Step onto an other field, let's see how a data-mining method would group these players. The K-Means Clustering process gives us an estimation which players form a group.
<%=
if (exists('clust_num') && !is.null(clust_num) && clust_num > 0) {
  cn <- tryCatch(pam(nba, clust_num), error = function(e) e)
  fit <- kmeans(scale(nba), clust_num)
} else {
  cn <- tryCatch(pamk(nba), error = function(e) e)
  if (cn$nc > 5) {
    clust_num <- 5
    cn <- tryCatch(pam(nba, clust_num), error = function(e) e)
    fit <- kmeans(scale(nba), clust_num)
  } else {
    fit <- kmeans(scale(nba), cn$nc)
    cn <- cn$pamobject
  }
}
%>

The size of these clusters are: <%= fit$size %> .
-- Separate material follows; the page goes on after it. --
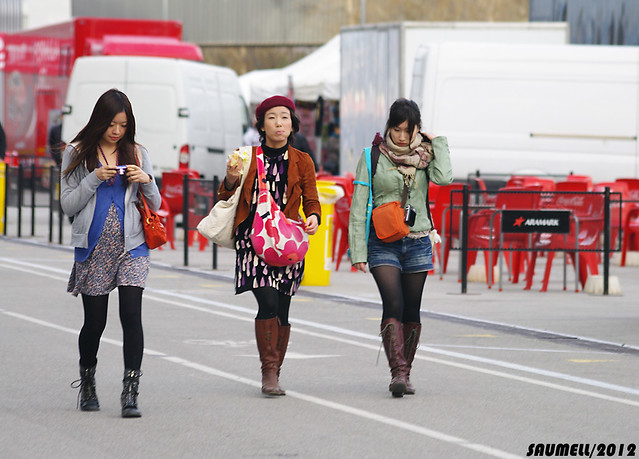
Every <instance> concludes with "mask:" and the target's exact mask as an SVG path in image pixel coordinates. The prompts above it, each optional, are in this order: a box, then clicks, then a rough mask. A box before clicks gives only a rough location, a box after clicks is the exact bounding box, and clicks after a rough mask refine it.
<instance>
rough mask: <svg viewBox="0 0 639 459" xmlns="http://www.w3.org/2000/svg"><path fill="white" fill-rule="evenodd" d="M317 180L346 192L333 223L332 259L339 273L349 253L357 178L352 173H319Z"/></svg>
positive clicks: (336, 214)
In the first group we can find <%=rownames(nba)[fit$cluster == 1]%>.
<%
if (max(fit$cluster) > 1) { %>
In the second there are: <%=rownames(nba)[fit$cluster == 2]%>.
<% } %>
<%
if (max(fit$cluster) > 2) { %>
The third goup contains: <%=rownames(nba)[fit$cluster == 3]%>.
<% } %>
<%
if (max(fit$cluster) > 3) { %>
The following players are in the fourth group: <%=rownames(nba)[fit$cluster == 4]%>.
<% } %>
<%
if (max(fit$cluster) > 4) { %>
The players who are in the fifth group: <%=rownames(nba)[fit$cluster == 5]
%>.
<% }
%>

Check these groups on a map (the purple lines join the centers of the groups):

<%=
clusplot(cn, fit$cluster, color = TRUE, shade = TRUE, labels = 2, lines = 1, main = '', col.p = 'black', col.clus = panderOptions('graph.colors'))
%>

Are the position and grouping of the players fit your prior expectations? :)